А теперь он мертв. Им от него никакой пользы, никакой защиты. Он смотрит вниз в каком-то странном промежуточном состоянии, а его маленькие сыновья остались беззащитными в этом мире, и он знает этот мир. Раньше знал.
У них нет ни единого шанса, думает Монтикола, и от этого ему хочется плакать (разве мертвые плачут?). Им никак не выжить после его смерти.
Джиневра, возможно, выживет – в качестве чьего-нибудь трофея. Его брат, которого он тоже любил, вероятно, будет убит вместе с мальчиками. Ремиджио – слишком заманчивый приз. Города Батиары передерутся, как голодные псы, чтобы заполучить его.
Выходит, все, что он делал, оказалось совершенно напрасным. Он не оставил никакого наследства из-за глупого, обиженного, жаждущего убить его Альдо Чино, который лежит на земле у входа в святилище, погибший от руки Фолько.
Если бы Теобальдо мог видеть Альдо в этом пространстве, если бы тот каким-то образом тоже парил здесь (где бы это место ни находилось), он бы рискнул своей надеждой попасть к Джаду в свет, лишь бы высказать ему, что именно он о нем думает. Нельзя убить мертвого человека, наверное, но вдруг можно сказать ему, что бы вы хотели с ним сделать, и пусть Бог тоже это знает.
Ему следовало остерегаться чего-то вроде броска кинжала, когда он снова заговорил о сестре Фолько. Все знали, что Альдо ее любил.
Эта мысль жжет его даже здесь, пока он, невидимый, парит над живыми.
Это произошло из-за Труссио. Монтикола потерял бдительность. Он даже не очень понимал, что говорит. Он с яростью твердил Фолько, что хочет убить того, но истина – истина его души – в том, что он хотел освободиться от горя, дать выход горю, выход… сюда.
Недостойное желание, ведь столько людей зависело от него – его дети, дети Джиневры, – и Фолько сказал ему о том же.

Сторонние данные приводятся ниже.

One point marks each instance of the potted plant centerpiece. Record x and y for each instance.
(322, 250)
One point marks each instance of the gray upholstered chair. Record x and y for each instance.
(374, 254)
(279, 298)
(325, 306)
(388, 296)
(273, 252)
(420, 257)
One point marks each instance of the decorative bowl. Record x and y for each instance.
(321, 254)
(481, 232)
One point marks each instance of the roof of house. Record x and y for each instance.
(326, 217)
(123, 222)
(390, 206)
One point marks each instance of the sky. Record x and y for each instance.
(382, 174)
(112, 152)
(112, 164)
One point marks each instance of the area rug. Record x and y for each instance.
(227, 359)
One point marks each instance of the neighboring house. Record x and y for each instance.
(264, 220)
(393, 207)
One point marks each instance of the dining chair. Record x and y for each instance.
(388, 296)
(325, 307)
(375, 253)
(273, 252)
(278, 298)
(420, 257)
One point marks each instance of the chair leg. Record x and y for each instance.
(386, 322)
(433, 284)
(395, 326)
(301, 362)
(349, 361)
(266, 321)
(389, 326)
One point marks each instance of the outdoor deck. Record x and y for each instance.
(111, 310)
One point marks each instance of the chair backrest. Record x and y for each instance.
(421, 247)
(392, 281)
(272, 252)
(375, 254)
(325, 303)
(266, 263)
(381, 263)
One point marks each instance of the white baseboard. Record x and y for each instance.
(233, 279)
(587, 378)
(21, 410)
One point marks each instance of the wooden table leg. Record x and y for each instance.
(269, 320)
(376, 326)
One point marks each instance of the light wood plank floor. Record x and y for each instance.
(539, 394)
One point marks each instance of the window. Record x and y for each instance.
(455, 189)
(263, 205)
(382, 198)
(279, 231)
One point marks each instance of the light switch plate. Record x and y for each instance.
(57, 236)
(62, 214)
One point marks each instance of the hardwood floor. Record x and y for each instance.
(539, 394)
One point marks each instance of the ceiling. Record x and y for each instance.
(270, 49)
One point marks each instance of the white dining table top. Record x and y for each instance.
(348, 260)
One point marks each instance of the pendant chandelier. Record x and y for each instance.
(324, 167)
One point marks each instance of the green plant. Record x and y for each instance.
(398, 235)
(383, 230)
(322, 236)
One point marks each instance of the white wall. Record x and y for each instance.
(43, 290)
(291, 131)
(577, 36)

А теперь он больше ничего не может сделать, только ждать, простит ли Джад ему грехи, потому что он по-настоящему любил некоторых людей и не совершил и половины тех преступлений, которые ему приписывали все эти годы.
У Монтиколы возникает мысль. Парящий в воздухе облачный завиток одной мысли. И поскольку он всегда был порывистым, всегда считал, что может сделать то, чего не могут другие, он напрягает волю того, что осталось здесь от него – от Теобальдо Монтиколы ди Ремиджио, самого лучшего военачальника в Батиаре, если не во всем мире, – и направляет усилие на Фолько и на того молодого человека из Серессы, который ему понравился, стоящего рядом с д’Акорси. Он старается превратить свою мысль, свое страстное желание, в нечто вроде кинжала, брошенного с высоты.
Он швыряет им вниз свое страстное требование, швыряет и швыряет со всей силы, вместе с тоской и отчаянием, но уже чувствует, как сумеречное пространство начинает меняться. Кажется, это не то место, где можно остаться надолго.
Монтикола видит, как люди вокруг его лежащего тела уменьшаются, удаляются. Он больше ничего не может сделать для них или с ними. Он может только плыть – и ждать того, что произойдет сейчас и навсегда. Он думает о том, что любил тот мир, который создал Джад, и свое место в нем.
И тогда Монтикола начинает искренне молиться, прося у Джада благословения для Джиневры и детей, для брата, который был ему дорог всю его жизнь на земле. Он желает, чтобы его вспоминали настолько честно, насколько это возможно в бесчестное время. Возможно, я желаю слишком многого, думает он, когда мысль подходит к концу.
Он смотрел туда, где был свет, как ему казалось, и не знал, станет ли он его светом, существует ли милосердие для таких людей, каким был он? Он жаждал этого, но не знал, потому что никому из нас не дано знать.